Das Interview geht nach dieser Stelle noch rund 3 Minuten. Besser wird es nicht.
Zum Vorschein kommt, was nahezu durchgängig in allen Interviews des öffentlich-rechtlichen Rundfunks zu beobachten ist: Wo dringend und zwingend ein kritisches Nachhaken angebracht wäre, bietet der ÖRR ein Podium für politische Propaganda. Anstatt die Verdrehungen von Spahn geradezurücken und die Aussagen zu dekonstruieren, kommt journalistische Untertänigkeit zum Vorschein.

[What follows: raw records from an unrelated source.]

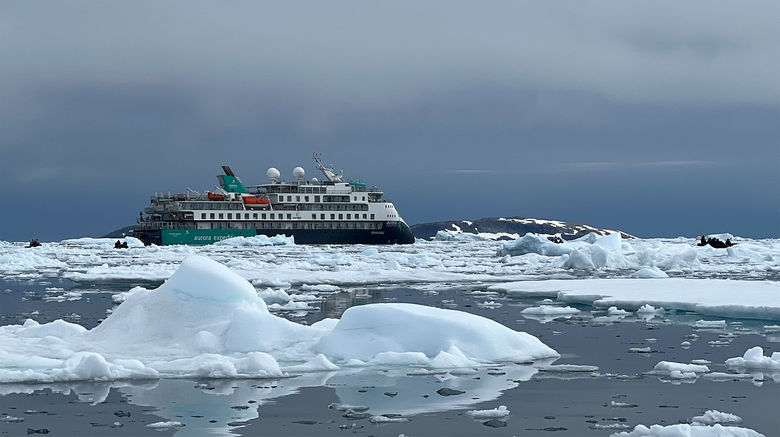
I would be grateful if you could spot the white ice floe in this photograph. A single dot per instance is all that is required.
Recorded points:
(493, 413)
(549, 310)
(754, 359)
(729, 298)
(166, 424)
(716, 324)
(102, 243)
(711, 417)
(367, 330)
(206, 321)
(649, 273)
(685, 430)
(649, 309)
(679, 370)
(387, 419)
(615, 311)
(533, 243)
(256, 240)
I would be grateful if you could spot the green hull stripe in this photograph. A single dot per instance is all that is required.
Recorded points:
(202, 236)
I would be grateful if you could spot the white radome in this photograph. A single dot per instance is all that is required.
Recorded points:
(273, 173)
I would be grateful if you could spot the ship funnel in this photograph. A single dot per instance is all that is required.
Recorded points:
(273, 174)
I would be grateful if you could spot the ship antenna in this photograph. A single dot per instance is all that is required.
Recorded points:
(327, 171)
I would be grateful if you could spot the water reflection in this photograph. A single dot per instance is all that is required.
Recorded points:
(220, 407)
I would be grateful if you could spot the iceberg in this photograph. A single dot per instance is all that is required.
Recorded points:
(368, 330)
(754, 359)
(207, 321)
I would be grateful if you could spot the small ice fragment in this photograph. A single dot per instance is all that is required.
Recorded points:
(168, 424)
(493, 413)
(710, 324)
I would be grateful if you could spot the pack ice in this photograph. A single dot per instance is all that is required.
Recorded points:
(207, 321)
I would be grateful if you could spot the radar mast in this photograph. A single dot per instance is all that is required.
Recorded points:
(327, 171)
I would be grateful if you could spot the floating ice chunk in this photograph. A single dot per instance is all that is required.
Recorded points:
(718, 324)
(400, 359)
(452, 358)
(318, 364)
(711, 417)
(533, 243)
(271, 296)
(365, 331)
(579, 259)
(566, 368)
(754, 359)
(649, 309)
(615, 311)
(102, 243)
(167, 424)
(548, 310)
(722, 237)
(290, 306)
(388, 419)
(679, 369)
(717, 297)
(58, 328)
(446, 235)
(649, 273)
(685, 430)
(327, 288)
(494, 413)
(490, 304)
(257, 240)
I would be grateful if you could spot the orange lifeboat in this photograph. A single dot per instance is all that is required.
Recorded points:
(249, 200)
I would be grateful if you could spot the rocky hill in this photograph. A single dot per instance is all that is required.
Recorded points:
(511, 227)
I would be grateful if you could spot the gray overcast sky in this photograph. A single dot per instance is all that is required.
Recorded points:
(660, 118)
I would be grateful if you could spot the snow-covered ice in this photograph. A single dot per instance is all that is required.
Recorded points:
(493, 413)
(754, 359)
(717, 297)
(685, 430)
(207, 321)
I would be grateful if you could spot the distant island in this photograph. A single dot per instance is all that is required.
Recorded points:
(504, 228)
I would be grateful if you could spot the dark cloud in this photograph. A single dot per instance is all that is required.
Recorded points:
(609, 113)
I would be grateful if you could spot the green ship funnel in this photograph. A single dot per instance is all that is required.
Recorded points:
(230, 182)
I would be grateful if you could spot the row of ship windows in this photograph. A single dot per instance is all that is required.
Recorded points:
(273, 216)
(236, 205)
(324, 198)
(296, 225)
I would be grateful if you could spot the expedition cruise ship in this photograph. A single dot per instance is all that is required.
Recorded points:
(313, 212)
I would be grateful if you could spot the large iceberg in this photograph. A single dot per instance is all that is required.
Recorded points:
(366, 331)
(207, 321)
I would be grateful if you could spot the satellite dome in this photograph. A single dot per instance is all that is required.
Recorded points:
(273, 173)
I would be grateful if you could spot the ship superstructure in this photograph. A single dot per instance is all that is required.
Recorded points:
(330, 211)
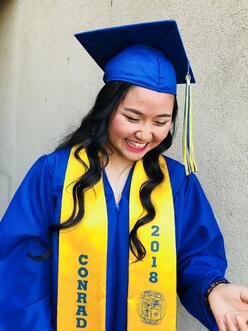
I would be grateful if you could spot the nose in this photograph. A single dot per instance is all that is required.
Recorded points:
(144, 134)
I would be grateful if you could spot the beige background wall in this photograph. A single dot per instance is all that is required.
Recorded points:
(48, 82)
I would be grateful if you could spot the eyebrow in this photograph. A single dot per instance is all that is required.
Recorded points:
(137, 112)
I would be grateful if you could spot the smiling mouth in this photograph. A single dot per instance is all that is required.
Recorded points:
(133, 145)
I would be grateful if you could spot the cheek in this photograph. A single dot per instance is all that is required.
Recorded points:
(162, 133)
(119, 127)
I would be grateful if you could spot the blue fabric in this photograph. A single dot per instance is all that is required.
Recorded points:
(143, 66)
(112, 49)
(28, 299)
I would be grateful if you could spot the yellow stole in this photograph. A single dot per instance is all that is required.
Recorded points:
(82, 258)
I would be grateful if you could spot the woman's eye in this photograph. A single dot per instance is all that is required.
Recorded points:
(160, 123)
(131, 119)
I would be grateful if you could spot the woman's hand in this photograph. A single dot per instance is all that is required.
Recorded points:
(229, 304)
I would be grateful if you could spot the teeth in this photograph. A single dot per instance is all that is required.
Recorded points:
(133, 143)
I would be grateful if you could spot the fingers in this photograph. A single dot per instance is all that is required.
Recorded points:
(244, 295)
(236, 324)
(241, 323)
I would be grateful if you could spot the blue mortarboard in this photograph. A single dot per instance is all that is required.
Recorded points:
(150, 55)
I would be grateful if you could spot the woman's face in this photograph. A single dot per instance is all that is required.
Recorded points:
(140, 123)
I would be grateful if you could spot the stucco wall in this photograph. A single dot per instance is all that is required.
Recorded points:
(48, 82)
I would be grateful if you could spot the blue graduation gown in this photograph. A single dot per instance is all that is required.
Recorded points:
(29, 288)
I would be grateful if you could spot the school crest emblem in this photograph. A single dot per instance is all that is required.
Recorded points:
(151, 307)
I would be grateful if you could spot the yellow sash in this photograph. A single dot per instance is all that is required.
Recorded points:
(82, 258)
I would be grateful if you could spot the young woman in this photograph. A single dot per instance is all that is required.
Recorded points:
(104, 231)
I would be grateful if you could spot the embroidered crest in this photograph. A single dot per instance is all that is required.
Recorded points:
(151, 307)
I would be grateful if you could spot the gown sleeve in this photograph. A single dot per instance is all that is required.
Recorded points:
(25, 294)
(201, 256)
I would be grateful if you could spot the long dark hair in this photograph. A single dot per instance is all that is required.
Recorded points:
(92, 135)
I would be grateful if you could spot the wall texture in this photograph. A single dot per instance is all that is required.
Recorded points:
(48, 82)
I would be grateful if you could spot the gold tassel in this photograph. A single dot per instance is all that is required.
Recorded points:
(188, 149)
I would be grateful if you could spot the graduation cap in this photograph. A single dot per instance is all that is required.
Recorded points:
(149, 55)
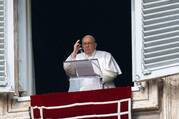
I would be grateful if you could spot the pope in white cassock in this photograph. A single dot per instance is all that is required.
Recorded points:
(109, 67)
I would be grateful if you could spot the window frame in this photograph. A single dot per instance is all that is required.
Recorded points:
(138, 73)
(9, 83)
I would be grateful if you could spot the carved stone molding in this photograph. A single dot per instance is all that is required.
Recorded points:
(170, 103)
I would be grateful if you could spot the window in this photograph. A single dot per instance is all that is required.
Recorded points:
(7, 82)
(155, 38)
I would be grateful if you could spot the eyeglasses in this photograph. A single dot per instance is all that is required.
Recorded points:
(88, 43)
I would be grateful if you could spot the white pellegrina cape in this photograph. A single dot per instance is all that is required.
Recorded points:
(109, 67)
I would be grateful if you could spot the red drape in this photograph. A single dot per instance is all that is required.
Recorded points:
(66, 98)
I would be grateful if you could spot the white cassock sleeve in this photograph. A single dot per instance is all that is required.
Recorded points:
(111, 69)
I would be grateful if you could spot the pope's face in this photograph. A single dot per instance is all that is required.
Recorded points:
(88, 45)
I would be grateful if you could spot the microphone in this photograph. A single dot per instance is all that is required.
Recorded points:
(81, 50)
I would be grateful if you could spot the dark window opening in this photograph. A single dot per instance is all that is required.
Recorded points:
(57, 24)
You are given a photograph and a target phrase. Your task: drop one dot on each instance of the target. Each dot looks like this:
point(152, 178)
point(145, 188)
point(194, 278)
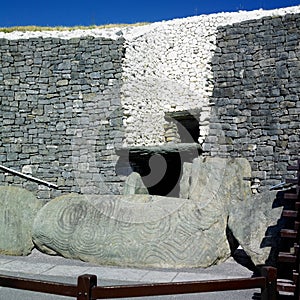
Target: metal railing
point(87, 289)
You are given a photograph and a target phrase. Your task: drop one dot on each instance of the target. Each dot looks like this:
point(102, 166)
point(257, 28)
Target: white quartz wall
point(167, 68)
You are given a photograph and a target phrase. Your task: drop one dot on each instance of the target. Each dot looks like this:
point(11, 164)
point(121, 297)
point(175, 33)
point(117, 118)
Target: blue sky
point(98, 12)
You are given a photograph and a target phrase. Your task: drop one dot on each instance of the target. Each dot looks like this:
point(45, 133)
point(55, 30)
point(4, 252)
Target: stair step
point(284, 285)
point(293, 168)
point(290, 196)
point(287, 257)
point(292, 180)
point(288, 233)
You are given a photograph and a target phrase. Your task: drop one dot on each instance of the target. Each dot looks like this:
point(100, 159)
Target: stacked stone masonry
point(69, 99)
point(60, 105)
point(255, 103)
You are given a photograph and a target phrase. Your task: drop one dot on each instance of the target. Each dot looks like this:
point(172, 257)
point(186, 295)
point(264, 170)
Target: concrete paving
point(59, 269)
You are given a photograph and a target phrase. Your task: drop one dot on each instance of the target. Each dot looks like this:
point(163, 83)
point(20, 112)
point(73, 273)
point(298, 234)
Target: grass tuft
point(65, 28)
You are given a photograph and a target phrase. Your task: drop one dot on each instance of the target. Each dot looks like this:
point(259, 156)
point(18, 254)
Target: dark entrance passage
point(160, 167)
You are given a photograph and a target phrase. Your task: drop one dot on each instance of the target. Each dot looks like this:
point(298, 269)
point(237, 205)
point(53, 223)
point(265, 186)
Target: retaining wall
point(60, 113)
point(68, 100)
point(255, 102)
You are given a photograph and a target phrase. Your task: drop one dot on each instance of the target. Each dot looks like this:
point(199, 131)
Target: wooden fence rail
point(87, 289)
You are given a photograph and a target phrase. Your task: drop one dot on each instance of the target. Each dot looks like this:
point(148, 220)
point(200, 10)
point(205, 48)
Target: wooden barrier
point(86, 288)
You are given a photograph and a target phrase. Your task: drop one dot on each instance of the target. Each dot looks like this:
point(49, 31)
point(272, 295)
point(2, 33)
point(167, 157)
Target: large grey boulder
point(135, 230)
point(249, 221)
point(18, 208)
point(154, 231)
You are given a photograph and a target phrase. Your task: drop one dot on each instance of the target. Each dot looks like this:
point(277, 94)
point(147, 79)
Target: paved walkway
point(54, 268)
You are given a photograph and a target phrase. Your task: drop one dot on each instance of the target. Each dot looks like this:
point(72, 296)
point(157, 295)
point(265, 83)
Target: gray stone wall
point(255, 104)
point(69, 99)
point(60, 113)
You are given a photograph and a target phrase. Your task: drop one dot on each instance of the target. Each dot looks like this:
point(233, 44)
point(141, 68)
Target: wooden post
point(85, 283)
point(270, 292)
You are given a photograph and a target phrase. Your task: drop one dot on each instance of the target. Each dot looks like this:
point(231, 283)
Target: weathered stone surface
point(145, 230)
point(185, 180)
point(134, 185)
point(18, 208)
point(134, 230)
point(249, 221)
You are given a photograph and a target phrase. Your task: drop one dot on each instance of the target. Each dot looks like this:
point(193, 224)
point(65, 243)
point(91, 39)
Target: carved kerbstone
point(18, 208)
point(133, 230)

Schon der erste Satz: „Entscheidend ist ja erstmal grundsätzlich: Wir unterstützen die Ukraine, die sich verteidigt, aber auch unsere Freiheit verteidigt gegen den russischen Kriegstreiber Putin“, schreit nach einem journalistischen „Halt!“. 1. Bei Hunderttausenden von toten, verstümmelten und traumatisierten Soldaten ist der Gebrauch des Begriffs „Unterstützung“ eine politisch beschönigende Formulierung, der ein Journalist nicht folgen sollte. 2. Der Teilsatz „aber auch unsere Freiheit verteidigt“ ist reine politische Propaganda. Die Ukraine „verteidigt“ nicht „unsere Freiheit“ – allenfalls so, wie unsere Freiheit angeblich auch am Hindukusch (Afghanistan) verteidigt worden sein soll (Aussage des damaligen Verteidigungsministers Peter Struck). Die Aussage Spahns ist Teil politischer Propaganda, sie dient dazu, unfassbare Summen für die Ukraine und zur Aufrüstung Deutschlands zu legitimieren.
Ob Spahn an diese Aussage selbst glaubt, spielt an dieser Stelle keine Rolle. Als Journalist in einem Interview darf man sie nicht stehenlassen. Die Formulierung „Kriegstreiber Putin“ bringt eine propagandistisch aufgeladene Schärfe in das Gespräch. Putin wird dämonisiert. Die Aussage erweckt den Eindruck, es gehe im Sinne eines Protokolls darum, mindestens einmal bei einem Auftritt eines Politikers Putin als Kriegstreiber zu bezeichnen. Sicherlich: Wer einen Krieg anfängt, darf auch als Kriegstreiber bezeichnet werden – ein Journalist sollte aber den Versuch der Stimmungsmache durchschauen und darauf hinweisen, dass es nach über drei Jahren Krieg, einer großen Zahl menschlicher Opfer eigenartig anmutet, wenn sprachlich nicht abgerüstet wird, da doch – angeblich – die Diplomatie bemüht werde.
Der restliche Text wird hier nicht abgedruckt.